# Usage Stats – quick visuals

This notebook loads the CSV, cleans the header rows, converts numbers, and creates a few quick charts.

If your CSV file is in the same folder as this notebook, the code will work as-is.


In [None]:
import pandas as pd
import matplotlib.pyplot as plt

CSV_PATH = "Untitled spreadsheet - Usage Stats.csv"  # same folder as this .ipynb

raw = pd.read_csv(CSV_PATH, header=None)

# Row 0 is empty, row 1 contains the real headers, data starts at row 2
headers = raw.iloc[1].tolist()
df = raw.iloc[2:].copy()
df.columns = headers
df = df.reset_index(drop=True)

df.head()


In [None]:
# Convert numeric columns (handles commas, blanks, etc.)
num_cols = ["No. pages", "% Pages", "No. of usage", "Average usage per page (Max for category)"]

def to_num(s):
    return pd.to_numeric(
        s.astype(str).str.replace(",", "", regex=False).str.strip(),
        errors="coerce"
    )

for c in num_cols:
    df[c] = to_num(df[c])

df.dtypes


In [None]:
# Basic sanity checks
df.isna().sum()


In [None]:
# Top 20 tags/widgets by total usage
top = df.sort_values("No. of usage", ascending=False).head(20)

plt.figure(figsize=(10, 6))
plt.barh(top["Tag / Widget"][::-1], top["No. of usage"][::-1])
plt.xlabel("No. of usage")
plt.ylabel("Tag / Widget")
plt.title("Top 20 by total usage")
plt.tight_layout()
plt.show()


In [None]:
# Top 20 by average usage per page (skip very small samples if you want)
filtered = df[df["No. pages"] >= 50].sort_values("Average usage per page (Max for category)", ascending=False).head(20)

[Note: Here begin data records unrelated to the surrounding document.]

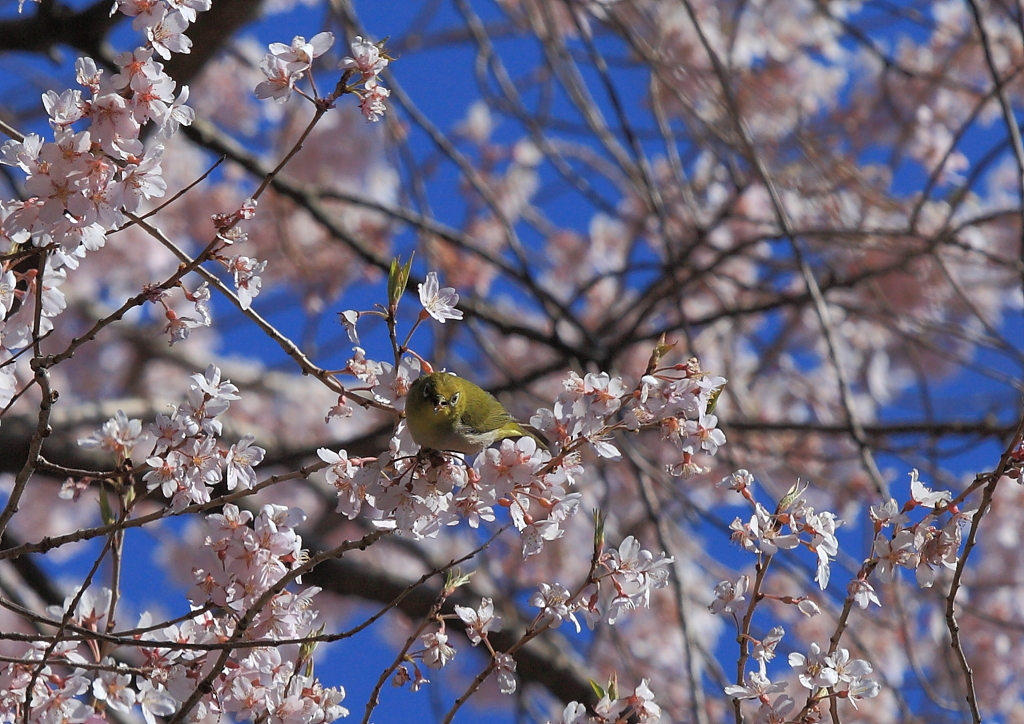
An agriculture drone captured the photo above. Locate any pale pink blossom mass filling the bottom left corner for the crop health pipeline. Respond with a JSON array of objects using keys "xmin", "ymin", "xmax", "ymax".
[{"xmin": 0, "ymin": 504, "xmax": 348, "ymax": 724}]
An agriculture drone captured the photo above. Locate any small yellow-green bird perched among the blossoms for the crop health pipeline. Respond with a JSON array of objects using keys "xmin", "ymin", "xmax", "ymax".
[{"xmin": 406, "ymin": 372, "xmax": 548, "ymax": 454}]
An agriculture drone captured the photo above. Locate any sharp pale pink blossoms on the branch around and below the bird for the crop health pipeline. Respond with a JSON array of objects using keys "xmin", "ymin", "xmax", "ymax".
[{"xmin": 321, "ymin": 272, "xmax": 726, "ymax": 561}]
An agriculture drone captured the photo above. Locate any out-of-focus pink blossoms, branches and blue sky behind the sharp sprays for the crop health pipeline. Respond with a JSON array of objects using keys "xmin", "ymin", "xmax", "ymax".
[{"xmin": 0, "ymin": 0, "xmax": 1024, "ymax": 723}]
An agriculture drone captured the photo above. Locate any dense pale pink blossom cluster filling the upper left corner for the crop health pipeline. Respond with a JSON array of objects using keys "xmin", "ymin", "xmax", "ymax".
[{"xmin": 0, "ymin": 0, "xmax": 209, "ymax": 356}]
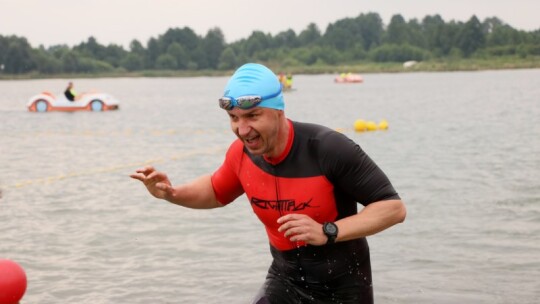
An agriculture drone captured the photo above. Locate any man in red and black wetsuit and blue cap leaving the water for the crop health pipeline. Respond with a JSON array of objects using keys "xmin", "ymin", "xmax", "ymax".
[{"xmin": 131, "ymin": 63, "xmax": 406, "ymax": 304}]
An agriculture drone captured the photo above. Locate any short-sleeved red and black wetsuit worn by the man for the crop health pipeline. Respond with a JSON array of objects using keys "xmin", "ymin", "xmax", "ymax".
[{"xmin": 212, "ymin": 121, "xmax": 399, "ymax": 304}]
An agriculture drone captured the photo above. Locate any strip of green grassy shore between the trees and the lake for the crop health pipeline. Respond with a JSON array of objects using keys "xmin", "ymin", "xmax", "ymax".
[{"xmin": 0, "ymin": 56, "xmax": 540, "ymax": 80}]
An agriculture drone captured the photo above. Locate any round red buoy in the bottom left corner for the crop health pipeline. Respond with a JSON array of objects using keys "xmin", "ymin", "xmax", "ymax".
[{"xmin": 0, "ymin": 259, "xmax": 26, "ymax": 304}]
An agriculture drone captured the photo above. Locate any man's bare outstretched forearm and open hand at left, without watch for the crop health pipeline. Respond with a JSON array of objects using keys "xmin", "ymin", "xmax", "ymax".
[{"xmin": 130, "ymin": 166, "xmax": 223, "ymax": 209}]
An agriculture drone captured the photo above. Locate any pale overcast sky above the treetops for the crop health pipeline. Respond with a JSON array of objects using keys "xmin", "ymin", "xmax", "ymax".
[{"xmin": 0, "ymin": 0, "xmax": 540, "ymax": 47}]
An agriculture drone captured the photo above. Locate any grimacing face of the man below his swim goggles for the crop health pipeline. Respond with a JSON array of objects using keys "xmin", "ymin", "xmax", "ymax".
[{"xmin": 227, "ymin": 107, "xmax": 283, "ymax": 157}]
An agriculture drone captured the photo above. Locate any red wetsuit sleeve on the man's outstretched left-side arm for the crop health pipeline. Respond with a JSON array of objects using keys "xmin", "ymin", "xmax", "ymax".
[{"xmin": 211, "ymin": 141, "xmax": 244, "ymax": 205}]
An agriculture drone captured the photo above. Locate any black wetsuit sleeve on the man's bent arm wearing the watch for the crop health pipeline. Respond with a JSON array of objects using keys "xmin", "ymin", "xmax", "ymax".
[{"xmin": 320, "ymin": 132, "xmax": 399, "ymax": 206}]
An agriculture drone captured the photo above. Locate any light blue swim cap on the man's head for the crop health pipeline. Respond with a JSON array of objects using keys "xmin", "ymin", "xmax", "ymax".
[{"xmin": 223, "ymin": 63, "xmax": 285, "ymax": 110}]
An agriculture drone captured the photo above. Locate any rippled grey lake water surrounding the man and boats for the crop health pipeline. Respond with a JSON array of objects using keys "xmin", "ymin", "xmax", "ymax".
[{"xmin": 0, "ymin": 70, "xmax": 540, "ymax": 304}]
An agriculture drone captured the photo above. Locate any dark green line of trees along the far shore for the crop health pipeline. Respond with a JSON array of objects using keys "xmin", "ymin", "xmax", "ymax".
[{"xmin": 0, "ymin": 13, "xmax": 540, "ymax": 75}]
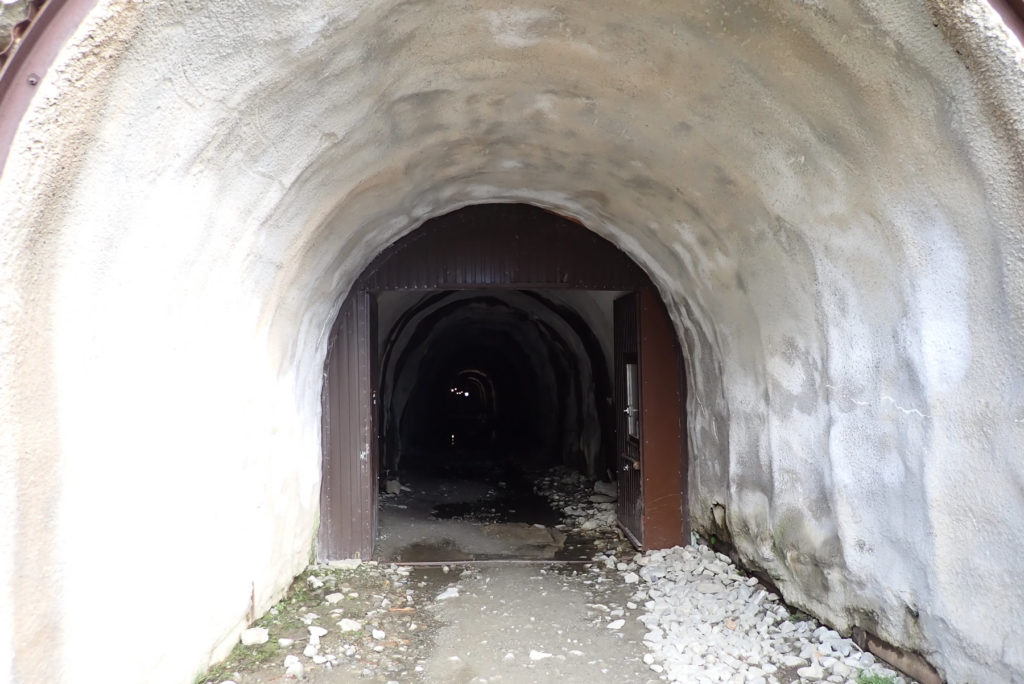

plt.figure(figsize=(10, 6))
plt.barh(filtered["Tag / Widget"][::-1], filtered["Average usage per page (Max for category)"][::-1])
plt.xlabel("Average usage per page")
plt.ylabel("Tag / Widget")
plt.title("Top 20 by average usage per page (No. pages ≥ 50)")
plt.tight_layout()
plt.show()


In [None]:
# Relationship: pages vs avg usage per page
plt.figure(figsize=(8, 6))
plt.scatter(df["No. pages"], df["Average usage per page (Max for category)"])
plt.xlabel("No. pages")
plt.ylabel("Avg usage per page")
plt.title("Pages vs Avg usage per page")
plt.tight_layout()
plt.show()


In [None]:
# Optional: save the cleaned data
df.to_csv("usage_stats_cleaned.csv", index=False)
print("Saved: usage_stats_cleaned.csv")